Description
Ericka Walker: A Visiting Artist in her own Home
Almost 50 years since its inception, NSCAD’s Anna Leonowens Gallery Systems with NSCAD University has revived the renowned Lithography Workshop which, during its heyday, hosted predominantly male, American, conceptual artists. One of the artists on the new roster is Ericka Walker, an Associate Professor at NSCAD who teaches in the printmaking department. As a practicing artist she has published with Jack Lemon, who was one of the original NSCAD Lithography Workshop master printers, and she acts as something of a conduit between the two eras.

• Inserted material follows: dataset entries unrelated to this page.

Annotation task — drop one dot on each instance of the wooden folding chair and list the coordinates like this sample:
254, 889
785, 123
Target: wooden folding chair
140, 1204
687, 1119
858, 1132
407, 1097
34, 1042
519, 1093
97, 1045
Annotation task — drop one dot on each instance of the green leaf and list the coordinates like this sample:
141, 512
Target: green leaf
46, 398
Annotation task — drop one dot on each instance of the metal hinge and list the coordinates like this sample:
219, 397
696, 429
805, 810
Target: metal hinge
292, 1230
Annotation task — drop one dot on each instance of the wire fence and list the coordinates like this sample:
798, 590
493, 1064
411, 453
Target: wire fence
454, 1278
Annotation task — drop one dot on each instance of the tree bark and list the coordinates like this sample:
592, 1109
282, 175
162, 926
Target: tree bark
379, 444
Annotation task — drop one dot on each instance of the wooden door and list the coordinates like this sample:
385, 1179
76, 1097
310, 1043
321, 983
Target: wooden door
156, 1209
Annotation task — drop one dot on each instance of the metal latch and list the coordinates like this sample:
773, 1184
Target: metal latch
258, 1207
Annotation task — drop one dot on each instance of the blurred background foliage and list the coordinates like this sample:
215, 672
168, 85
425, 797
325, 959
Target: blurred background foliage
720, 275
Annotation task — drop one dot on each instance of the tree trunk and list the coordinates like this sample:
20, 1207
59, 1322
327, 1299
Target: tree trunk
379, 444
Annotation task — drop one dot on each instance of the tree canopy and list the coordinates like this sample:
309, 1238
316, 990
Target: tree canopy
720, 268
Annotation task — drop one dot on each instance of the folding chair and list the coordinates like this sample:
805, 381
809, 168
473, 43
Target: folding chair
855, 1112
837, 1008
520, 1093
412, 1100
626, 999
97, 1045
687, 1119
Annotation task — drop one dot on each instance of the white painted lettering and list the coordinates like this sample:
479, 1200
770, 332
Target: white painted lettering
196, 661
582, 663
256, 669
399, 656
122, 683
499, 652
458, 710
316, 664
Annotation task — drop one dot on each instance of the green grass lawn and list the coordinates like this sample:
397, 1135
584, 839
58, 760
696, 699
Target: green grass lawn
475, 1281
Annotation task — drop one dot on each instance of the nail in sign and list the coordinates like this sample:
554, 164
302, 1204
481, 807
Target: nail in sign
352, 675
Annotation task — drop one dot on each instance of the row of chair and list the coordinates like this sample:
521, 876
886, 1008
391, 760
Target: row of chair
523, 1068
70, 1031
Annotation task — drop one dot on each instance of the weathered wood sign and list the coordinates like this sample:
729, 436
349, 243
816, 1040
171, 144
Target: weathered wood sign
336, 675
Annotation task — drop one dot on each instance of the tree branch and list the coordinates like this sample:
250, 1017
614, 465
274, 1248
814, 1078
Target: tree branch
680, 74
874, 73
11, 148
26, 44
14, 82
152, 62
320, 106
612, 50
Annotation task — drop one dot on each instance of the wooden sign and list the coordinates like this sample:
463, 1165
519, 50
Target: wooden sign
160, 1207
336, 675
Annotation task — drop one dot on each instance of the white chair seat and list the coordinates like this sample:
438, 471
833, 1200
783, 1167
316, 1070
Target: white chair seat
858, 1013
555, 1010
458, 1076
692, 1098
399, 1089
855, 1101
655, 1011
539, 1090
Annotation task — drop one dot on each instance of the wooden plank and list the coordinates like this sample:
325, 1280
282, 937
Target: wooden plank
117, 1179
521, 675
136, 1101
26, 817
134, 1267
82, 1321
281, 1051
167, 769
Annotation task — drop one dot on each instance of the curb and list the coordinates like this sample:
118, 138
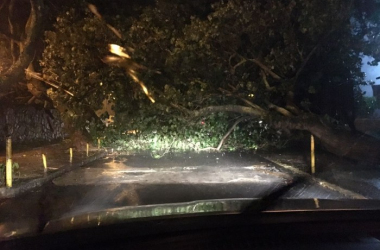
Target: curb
12, 192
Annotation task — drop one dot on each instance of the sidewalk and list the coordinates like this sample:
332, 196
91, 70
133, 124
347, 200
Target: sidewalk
31, 169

Being mindful of her roots in the American Midwest, Walker refers to the printers of the original Lithography Workshop as “good old boys from my turf, from my part of the world.” She hopes that her work reaches a blue-collar audience with a background like hers, in order to chip away at settler entitlement in rural communities.
Walker references historical propaganda posters to communicate subtle messages in bold typefaces. Her line work is meticulously rendered, and her technical style of drawing borders on hyper-realism. With the support of Tamarind-certified master printer Jill Graham, Walker used her time at the Lithography Workshop to experiment with delicate washes and tonal passages that were out of her wheelhouse. The result, From Time to Time, directly references a Canadian Pacific Railway poster which encourages settlers to pursue colonial expansion. Walker’s print shows a rugged settler rolling up one sleeve, and a Kaplan turbine; the same heavy machinery used in invasive hydro dams Site C (Treaty 8 Territory) and Muskrat Falls (Nunatsiavut), which are slated to cause significant environmental damage and violate treaty rights. The two figures merge in layers of hand-drawn lines, graphic shadows, and halftone dot patterns similar to those used in comic books. Walker borrows the text from the original poster (“The Bureau of Canadian Information Dept. of Colonization and Development”) and adds a citation used in many treaties (“may be required or taken up from time to time”). The name of the federal department exposes the reality that resource extraction in the name of innovation is simply a thinly veiled colonial project. Walker cites historical documents that undermine themselves, revealing their own imperialist mandates in their fine print.
— Amanda Shore
Ericka Walker’s practice operates within vernacular histories of the graphic arts, in an effort to subvert the propaganda function of nostalgia in contemporary culture. Her print works and site-specific murals actively dispute the civilizing influence of nation-building in North America, past and present. Walker exhibits widely throughout North America and internationally. Her prints are housed in multiple public and private collections, and have been selected for numerous awards. She lives and works at the head of St. Margret’s Bay in Nova Scotia. Recent barn mural works can be found near Wolfville, NS in conjunction with the Uncommon Common Art festival.